Snowflow is a modern ELT pipeline project demonstrating how to use Snowflake, dbt, and Apache Airflow together in a scalable and modular way.
Snowflow ingests TPCH sample data from Snowflake, applies modular SQL transformations using dbt, validates data with tests, and schedules daily runs using Airflow and Docker.
Build a production-grade ELT pipeline showcasing:
- Cloud-based warehousing with Snowflake
- Modular transformation with dbt
- Workflow orchestration with Airflow
- Data quality assurance with dbt tests
This project was developed to learn and showcase best practices in modern data engineering and analytics engineering workflows.
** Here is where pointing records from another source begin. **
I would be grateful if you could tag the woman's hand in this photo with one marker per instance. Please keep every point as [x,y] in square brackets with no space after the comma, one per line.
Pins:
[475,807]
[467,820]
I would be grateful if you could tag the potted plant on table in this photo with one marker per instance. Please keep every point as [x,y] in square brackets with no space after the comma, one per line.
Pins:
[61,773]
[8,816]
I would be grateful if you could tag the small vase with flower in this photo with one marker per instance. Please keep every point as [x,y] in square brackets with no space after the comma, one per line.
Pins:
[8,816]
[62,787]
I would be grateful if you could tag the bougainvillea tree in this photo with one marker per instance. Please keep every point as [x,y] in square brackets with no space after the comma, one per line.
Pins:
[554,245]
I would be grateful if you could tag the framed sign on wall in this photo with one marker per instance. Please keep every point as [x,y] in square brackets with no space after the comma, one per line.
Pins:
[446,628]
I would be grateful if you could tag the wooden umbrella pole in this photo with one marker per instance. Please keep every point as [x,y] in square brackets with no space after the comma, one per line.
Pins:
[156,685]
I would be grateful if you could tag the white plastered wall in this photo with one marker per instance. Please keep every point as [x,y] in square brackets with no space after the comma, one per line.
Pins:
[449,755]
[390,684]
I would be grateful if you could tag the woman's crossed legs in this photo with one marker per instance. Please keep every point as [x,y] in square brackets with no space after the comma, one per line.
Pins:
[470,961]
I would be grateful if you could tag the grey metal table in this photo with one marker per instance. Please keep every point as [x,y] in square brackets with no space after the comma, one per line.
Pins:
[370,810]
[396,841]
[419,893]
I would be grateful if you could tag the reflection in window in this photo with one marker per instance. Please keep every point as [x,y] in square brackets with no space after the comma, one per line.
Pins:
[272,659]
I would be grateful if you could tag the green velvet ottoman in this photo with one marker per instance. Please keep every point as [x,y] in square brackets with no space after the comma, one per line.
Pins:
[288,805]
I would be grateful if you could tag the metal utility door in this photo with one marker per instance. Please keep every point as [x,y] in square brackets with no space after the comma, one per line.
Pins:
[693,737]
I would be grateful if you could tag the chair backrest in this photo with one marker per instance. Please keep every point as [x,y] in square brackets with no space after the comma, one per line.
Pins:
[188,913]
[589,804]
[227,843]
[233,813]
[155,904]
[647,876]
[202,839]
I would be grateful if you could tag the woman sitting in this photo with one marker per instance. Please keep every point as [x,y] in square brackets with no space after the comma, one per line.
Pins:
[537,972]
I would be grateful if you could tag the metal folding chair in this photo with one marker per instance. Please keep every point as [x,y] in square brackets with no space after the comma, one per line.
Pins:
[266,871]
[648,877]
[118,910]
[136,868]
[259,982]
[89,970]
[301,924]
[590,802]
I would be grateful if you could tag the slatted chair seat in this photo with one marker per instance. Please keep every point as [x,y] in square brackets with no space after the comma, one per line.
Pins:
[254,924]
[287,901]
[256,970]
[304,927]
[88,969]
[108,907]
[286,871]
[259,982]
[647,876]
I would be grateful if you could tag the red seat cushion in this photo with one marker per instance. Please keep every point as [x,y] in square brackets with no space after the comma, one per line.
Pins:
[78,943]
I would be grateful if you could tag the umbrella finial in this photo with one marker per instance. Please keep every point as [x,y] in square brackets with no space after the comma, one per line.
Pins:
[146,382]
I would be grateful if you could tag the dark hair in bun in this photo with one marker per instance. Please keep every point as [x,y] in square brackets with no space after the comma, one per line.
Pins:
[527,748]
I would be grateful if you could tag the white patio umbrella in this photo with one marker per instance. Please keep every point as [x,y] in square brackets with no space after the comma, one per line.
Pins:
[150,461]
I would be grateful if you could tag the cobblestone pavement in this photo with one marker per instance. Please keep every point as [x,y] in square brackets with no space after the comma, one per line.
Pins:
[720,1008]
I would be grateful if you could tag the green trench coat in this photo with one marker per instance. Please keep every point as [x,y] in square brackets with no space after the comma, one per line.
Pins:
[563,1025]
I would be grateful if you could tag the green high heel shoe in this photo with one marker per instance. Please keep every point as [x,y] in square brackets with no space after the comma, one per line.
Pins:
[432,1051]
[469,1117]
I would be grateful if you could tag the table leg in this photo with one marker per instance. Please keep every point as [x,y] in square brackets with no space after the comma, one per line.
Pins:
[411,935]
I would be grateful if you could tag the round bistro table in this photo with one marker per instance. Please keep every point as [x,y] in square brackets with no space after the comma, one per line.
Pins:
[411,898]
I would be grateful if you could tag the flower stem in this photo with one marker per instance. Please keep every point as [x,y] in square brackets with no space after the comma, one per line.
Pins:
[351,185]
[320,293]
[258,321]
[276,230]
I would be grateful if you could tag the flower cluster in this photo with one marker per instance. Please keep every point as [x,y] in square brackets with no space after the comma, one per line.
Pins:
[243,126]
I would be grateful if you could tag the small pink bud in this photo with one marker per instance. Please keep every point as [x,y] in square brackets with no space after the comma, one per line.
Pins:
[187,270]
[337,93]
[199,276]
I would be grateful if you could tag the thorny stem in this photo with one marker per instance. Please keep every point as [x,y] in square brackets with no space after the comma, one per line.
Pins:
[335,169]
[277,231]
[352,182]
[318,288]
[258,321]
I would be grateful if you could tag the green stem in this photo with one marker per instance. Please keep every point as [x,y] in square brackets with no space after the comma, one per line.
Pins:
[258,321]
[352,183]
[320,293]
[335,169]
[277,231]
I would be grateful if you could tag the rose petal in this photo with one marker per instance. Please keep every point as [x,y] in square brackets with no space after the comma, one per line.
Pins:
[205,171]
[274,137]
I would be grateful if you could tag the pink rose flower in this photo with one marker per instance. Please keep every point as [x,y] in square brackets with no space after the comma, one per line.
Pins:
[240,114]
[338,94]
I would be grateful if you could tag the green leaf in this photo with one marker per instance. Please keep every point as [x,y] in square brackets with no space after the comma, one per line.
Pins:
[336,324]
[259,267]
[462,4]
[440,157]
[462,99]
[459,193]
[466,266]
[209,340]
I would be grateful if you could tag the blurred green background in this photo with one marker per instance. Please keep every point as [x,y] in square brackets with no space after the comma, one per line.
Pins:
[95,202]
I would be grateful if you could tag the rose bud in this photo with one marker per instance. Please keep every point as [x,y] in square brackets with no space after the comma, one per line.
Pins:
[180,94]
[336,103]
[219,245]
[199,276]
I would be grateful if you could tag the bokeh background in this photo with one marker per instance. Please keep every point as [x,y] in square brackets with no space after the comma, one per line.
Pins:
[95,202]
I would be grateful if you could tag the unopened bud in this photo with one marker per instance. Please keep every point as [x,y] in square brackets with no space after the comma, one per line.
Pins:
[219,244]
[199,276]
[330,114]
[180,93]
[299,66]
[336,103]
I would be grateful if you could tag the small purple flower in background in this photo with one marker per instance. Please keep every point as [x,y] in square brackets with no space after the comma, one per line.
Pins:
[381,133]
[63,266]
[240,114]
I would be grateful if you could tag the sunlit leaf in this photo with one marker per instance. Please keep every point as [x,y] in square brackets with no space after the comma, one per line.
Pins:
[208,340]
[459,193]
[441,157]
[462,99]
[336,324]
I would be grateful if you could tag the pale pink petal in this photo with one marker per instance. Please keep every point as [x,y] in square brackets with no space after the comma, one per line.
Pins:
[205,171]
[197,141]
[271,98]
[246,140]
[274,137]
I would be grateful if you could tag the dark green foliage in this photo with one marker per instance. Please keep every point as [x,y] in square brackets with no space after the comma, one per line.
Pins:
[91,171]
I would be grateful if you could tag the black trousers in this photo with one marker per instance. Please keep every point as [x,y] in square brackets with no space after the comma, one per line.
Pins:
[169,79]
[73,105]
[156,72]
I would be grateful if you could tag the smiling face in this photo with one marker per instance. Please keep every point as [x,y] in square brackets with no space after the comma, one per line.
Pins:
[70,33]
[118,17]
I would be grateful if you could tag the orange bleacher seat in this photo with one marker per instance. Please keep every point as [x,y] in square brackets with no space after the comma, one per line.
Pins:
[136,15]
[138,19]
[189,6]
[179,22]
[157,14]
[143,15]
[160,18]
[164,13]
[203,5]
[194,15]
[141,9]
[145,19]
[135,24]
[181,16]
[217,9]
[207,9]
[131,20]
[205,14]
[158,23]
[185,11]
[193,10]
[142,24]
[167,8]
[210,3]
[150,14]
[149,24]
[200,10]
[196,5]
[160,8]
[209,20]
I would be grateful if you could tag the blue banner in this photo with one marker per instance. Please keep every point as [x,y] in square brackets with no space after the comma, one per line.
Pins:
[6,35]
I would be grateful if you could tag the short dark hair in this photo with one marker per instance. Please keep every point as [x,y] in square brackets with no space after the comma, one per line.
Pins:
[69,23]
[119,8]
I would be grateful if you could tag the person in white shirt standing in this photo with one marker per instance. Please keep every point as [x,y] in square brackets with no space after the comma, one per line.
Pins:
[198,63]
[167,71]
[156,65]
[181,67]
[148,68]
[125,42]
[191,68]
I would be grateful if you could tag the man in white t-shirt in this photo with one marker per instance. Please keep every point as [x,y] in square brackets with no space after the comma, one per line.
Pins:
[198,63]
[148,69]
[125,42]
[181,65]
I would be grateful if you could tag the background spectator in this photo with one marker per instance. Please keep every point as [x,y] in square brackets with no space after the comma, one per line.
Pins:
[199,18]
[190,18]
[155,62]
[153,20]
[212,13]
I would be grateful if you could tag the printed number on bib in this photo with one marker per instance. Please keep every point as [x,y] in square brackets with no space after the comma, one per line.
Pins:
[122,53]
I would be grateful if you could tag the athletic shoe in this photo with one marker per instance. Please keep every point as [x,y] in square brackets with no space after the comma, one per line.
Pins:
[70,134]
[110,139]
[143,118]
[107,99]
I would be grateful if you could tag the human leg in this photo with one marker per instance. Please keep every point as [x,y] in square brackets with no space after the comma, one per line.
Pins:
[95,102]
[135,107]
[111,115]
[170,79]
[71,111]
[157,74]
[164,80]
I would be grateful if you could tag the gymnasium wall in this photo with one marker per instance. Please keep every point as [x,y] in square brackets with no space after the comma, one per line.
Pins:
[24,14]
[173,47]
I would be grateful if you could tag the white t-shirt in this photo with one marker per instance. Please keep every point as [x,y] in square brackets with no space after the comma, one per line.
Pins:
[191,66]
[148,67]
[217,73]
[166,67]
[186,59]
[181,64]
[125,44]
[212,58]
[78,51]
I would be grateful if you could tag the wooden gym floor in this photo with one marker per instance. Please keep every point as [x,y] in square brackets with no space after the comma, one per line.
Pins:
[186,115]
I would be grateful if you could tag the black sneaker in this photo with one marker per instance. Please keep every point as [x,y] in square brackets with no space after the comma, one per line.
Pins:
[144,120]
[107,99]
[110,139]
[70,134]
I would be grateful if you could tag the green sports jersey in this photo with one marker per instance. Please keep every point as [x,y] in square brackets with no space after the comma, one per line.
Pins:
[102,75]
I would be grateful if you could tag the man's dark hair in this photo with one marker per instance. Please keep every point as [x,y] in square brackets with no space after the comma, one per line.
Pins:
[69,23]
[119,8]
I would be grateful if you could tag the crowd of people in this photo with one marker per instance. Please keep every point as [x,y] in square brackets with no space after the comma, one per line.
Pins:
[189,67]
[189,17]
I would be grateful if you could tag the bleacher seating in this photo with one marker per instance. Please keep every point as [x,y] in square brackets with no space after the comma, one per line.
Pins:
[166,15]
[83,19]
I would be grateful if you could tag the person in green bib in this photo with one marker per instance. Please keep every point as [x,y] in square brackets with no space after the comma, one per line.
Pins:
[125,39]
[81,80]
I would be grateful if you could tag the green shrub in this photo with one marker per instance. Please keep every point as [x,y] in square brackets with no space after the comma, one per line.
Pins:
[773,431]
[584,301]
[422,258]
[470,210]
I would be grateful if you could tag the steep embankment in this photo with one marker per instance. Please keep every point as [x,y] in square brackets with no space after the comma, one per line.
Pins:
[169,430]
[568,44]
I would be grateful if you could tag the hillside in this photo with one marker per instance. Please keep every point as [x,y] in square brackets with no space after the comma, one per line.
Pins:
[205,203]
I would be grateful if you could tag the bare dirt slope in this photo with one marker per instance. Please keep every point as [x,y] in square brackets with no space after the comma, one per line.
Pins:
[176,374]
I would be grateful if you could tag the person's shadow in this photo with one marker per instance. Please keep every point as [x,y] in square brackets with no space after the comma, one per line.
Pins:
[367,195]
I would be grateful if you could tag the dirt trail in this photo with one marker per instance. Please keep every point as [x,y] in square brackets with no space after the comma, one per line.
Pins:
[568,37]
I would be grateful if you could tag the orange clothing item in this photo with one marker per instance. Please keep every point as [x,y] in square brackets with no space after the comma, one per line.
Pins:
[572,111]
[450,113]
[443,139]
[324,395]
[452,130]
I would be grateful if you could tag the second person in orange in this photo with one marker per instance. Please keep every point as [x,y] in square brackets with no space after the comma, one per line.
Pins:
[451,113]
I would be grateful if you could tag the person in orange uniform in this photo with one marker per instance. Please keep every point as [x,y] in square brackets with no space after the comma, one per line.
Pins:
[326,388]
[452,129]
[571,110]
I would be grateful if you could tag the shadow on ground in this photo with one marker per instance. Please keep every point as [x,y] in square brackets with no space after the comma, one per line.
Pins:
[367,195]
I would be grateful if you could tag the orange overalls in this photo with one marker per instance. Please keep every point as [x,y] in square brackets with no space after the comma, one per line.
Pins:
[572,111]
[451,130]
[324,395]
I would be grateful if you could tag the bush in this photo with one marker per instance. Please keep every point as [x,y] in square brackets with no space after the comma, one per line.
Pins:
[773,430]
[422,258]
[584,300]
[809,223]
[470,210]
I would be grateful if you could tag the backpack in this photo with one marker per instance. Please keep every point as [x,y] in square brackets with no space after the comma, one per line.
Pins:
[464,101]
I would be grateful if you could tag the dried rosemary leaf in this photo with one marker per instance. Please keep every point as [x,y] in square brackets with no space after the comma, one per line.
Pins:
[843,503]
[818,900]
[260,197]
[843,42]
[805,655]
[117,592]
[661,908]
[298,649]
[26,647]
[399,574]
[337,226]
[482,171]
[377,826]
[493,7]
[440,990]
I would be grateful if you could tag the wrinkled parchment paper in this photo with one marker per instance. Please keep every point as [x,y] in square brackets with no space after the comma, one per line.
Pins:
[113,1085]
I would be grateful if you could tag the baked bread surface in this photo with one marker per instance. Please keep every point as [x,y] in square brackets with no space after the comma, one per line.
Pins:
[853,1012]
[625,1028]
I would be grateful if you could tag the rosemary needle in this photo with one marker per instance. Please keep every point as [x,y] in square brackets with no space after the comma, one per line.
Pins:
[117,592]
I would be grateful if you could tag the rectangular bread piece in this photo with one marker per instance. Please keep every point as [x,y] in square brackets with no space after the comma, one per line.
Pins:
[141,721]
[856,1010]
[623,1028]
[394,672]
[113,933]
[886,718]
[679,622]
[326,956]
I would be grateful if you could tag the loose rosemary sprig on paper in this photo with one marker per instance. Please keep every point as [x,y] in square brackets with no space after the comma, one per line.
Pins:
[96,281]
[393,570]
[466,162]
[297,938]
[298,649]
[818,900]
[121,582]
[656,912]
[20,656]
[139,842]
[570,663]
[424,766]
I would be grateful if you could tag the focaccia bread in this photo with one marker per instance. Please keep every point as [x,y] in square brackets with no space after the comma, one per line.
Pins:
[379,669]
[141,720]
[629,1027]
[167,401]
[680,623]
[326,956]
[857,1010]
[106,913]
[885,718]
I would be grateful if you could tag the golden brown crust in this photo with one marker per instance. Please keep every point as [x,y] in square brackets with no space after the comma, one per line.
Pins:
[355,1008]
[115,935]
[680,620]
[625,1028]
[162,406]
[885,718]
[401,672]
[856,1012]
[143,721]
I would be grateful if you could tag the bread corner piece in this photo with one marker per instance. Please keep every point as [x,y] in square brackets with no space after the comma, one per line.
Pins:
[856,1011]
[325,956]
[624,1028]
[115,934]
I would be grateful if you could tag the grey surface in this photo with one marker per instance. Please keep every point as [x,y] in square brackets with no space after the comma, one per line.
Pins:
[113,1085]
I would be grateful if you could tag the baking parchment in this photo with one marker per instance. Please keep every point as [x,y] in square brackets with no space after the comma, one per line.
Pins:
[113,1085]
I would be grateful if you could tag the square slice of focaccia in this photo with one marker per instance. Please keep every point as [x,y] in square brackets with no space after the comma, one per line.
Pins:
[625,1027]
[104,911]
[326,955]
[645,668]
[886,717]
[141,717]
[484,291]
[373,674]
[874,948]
~1 week (design → implementation → orchestration)
End-to-end owner
🛠 Data Engineering, Analytics Engineering, DevOps
- Snowflake setup
- dbt modeling and testing
- Airflow orchestration and deployment
- Warehouse: Snowflake
- Transformations: dbt
- Orchestration: Apache Airflow (via Astronomer + Cosmos)
- Environment: Docker
- Version Control: Git
- Staging → Intermediate → Mart layer modeling
- DRY with dbt macros
- Generic & custom tests for data quality
- Scheduled DAGs for automation
- Created isolated role, schema, and warehouse.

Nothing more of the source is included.